I need to vent and see in writing how stupid I am being. It would be great if you could give me a really hard virtual shake to sort me out.
I really can't go to too much detail because I'd be immediately recognisable and to be honest I am VERY embarassed at how I am feeling and also my sister lurks on MN.
Have been with DH for 12 years, have one DC, have been through all sorts together including some major life changes. We have always been faithful to each other and feel strongly that we are together because fate brought us together. Sex is fab. He's grouchy and difficult sometimes but not that bad that I would have anything big to complain about. He respects me, thinks I am beautiful and clever, and only told me last week in front of MIL that he would die without me. I am blessed.

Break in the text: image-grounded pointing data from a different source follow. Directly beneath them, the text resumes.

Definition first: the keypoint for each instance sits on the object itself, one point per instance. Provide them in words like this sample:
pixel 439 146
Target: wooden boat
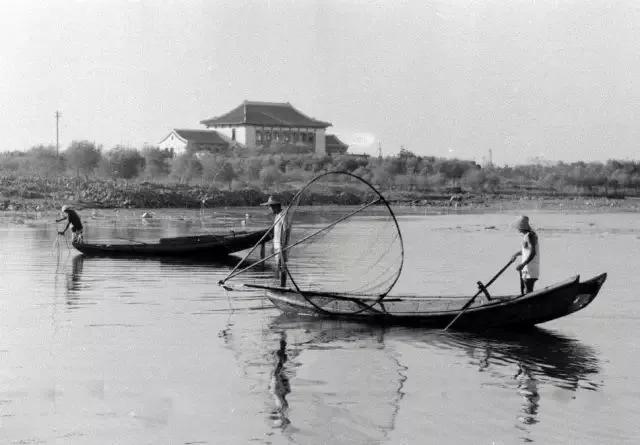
pixel 362 266
pixel 210 246
pixel 516 311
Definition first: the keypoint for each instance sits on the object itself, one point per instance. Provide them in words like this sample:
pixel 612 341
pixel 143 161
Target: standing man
pixel 279 237
pixel 529 267
pixel 74 222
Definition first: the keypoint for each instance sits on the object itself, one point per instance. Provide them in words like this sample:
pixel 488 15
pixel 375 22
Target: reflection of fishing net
pixel 353 249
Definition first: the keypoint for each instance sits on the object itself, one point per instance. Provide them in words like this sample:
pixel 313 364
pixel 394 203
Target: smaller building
pixel 335 146
pixel 181 140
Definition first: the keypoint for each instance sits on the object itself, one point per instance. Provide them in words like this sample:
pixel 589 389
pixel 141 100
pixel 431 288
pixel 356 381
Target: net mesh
pixel 354 249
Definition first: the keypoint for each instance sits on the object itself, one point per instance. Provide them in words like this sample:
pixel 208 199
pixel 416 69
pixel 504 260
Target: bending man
pixel 73 220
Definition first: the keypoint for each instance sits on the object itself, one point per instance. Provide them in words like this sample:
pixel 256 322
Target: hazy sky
pixel 556 79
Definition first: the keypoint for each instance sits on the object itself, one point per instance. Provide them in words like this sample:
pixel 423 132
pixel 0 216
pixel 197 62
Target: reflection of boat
pixel 305 369
pixel 541 353
pixel 216 245
pixel 515 311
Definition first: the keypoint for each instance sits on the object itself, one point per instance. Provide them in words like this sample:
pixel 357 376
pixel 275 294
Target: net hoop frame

BUT something really strange and very surprising happened to me this week. We had a friend visiting for a few days and OMG I basically think that I have fallen in LUST with the guy. I haven't been able to keep my eyes off him and have been having naughty thoughts about him. There is no way that I would cheat on DH at all so there is no way anything would happen. But I am so shocked at myself. Is this some sort of mid life crisis? Is it a physical thing that happens sometimes when we reach a certain age? I'm early 30s. Don't they say that a woman's sexual peak is about now?
Believe me. This is such a bizarre feeling. I keep thinking about this guy. And I don't even want to.
Slap me. Tell me off. Tell me I am being stupid. Please. It is eating me up.